I reached the top first and looked down the far side, searching for the 'steep though feasible slopes' which I had promised the boys. Something was very wrong. No steep but feasible slope here. We were at the top of a terrific precipice, fully half a mile deep. A long way below we could see a huge glacier.

The porters arrived, looked over, and sat down in despair. There could be no doubt about it, they said, we would all die together. It seemed as if they were not far wrong. Retreat was hopeless, for we had only enough food for one more meal. It was too cold to stay where we were, postponing a decision until the morning. Somehow we must get down the cliff-face.

While the others went through the loads, throwing out the last vestiges of luxury, I descended alone to look for a route. I found that by doing an enormous Z across the face of the cliff we could reach a good ledge 600 ft. down. Gathering our forces we began the descent. We moved with the utmost care, for a slip could never have been checked. In 90 minutes we reached the ledge, which was just wide enough to accommodate three small tents. The storm broke and for most of the night it snowed. Mercifully, the ledge was out of the wind.

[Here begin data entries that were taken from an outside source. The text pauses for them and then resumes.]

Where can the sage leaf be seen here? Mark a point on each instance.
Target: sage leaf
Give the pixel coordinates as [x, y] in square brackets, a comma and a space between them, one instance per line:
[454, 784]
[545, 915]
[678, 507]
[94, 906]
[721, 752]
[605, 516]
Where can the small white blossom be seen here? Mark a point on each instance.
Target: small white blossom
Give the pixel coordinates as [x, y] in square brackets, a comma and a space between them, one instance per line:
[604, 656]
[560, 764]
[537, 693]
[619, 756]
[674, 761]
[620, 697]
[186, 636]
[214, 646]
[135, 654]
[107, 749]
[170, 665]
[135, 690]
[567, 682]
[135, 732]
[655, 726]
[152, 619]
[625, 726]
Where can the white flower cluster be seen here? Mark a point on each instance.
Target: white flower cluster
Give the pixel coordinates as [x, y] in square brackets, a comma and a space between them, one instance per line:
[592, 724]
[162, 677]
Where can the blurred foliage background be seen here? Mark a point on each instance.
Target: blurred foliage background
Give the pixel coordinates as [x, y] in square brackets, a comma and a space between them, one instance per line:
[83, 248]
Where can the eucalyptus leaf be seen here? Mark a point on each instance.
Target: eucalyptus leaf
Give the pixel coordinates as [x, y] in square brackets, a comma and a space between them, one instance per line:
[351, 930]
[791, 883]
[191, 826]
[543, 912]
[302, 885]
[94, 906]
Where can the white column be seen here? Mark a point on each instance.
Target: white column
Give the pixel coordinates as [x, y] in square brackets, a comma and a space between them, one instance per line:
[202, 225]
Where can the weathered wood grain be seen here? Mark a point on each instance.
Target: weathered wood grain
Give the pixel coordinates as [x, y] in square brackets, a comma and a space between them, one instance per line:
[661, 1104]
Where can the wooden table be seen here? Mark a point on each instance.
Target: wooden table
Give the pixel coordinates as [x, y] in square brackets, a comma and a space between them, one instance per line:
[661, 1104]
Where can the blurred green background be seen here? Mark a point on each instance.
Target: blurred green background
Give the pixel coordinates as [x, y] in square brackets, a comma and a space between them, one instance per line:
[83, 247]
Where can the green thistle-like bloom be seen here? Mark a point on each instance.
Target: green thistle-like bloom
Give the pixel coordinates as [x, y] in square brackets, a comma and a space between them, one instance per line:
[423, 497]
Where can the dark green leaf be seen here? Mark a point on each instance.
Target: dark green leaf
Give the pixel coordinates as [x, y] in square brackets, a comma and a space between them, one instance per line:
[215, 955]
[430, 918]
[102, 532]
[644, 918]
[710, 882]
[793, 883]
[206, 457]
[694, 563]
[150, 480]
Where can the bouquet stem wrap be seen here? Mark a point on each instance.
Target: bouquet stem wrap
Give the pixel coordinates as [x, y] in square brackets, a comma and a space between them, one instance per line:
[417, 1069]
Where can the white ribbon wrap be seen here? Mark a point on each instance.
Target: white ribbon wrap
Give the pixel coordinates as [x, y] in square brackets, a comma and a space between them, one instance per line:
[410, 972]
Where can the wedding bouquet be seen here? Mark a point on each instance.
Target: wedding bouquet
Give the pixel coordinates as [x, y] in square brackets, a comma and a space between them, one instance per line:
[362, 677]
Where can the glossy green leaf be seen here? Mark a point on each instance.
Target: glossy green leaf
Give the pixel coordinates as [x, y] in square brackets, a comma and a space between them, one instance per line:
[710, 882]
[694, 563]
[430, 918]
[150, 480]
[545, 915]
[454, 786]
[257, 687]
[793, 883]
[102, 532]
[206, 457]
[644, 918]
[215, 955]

It had cleared by the next morning and over breakfast, the last of our food, we tried to piece together our whereabouts. Obviously this was not one of Snelson's passes. Equally obviously, there were no passes at all from the main Parahio valley to the south. Where, then, were we? There were magnificent peaks all around us, but none were familiar. Or were they? I rummaged in my rucksack and brought out the photographs and article I had irreligiously torn out of my H.J. before leaving Manali. There could be no doubt about it. There, only a few hundred yards away, was the Dibibokri Pyramid. The glacier below must be Snelson's main glacier.

A look around, then and later, showed that both Snelson's map and the Survey map on which it is based are accurate—south of the Divide. But neither bears any relation to the ground on the Spiti side of the Divide. Snelson's passes do cross into a tributary of the Parahio, for it is a very wide valley, but they do not cross into the main branch. The fault lies entirely with the Survey map, on which, reasonably enough, Snelson based his own map. The former seems to have been drawn entirely from imagination on the Spiti side.

Instead of four hours it took four days to reach the Parbati. For two of them we were without any food whatsoever. Swollen streams and our own exhaustion slowed us down. Just as we were wondering if we would collapse from hunger a flock of goats, out to graze for the summer, appeared above us. A wild chase and we caught one. Our one remaining knife was too blunt to cut its throat, so we had to strangle the poor beast.

It was a weary but happy party which descended the Parbati valley. Too exhausted to appreciate its beauty, we were intent only on getting back to Manali and the luxury of Sunshine Orchards. In spite of an adventurous and alarming ending, the expedition had been thoroughly enjoyable and reasonably successful. Twelve passes had been found, though the last two barefy rate as 4passes', and ten peaks had been climbed. This in spite of the fact that we had successfully followed the atrocious weather wherever it went.

A word must be added about the superlative quality of our Ladakhi porters, both in 1955 and 1956. Jolsun is as strong a man as I ever wish to see; Angrupp and Jigme are uncomplaining and helpful men-about-the-camp; Sunom's sense of humour and fine cooking make him invaluable. All four are in addition excellent load-carriers. But Rikzen is in a class by himself. We inherited him from another expedition in 1955, and he came with Trevor and me to every summit that year. This year, on more difficult climbs, he blossomed forth into a first-rate mountaineer. It is certain that, locally, Ladakhi porters like these will soon replace imported Sherpas. They are less expensive, more willing, less sophisticated and just as dependable.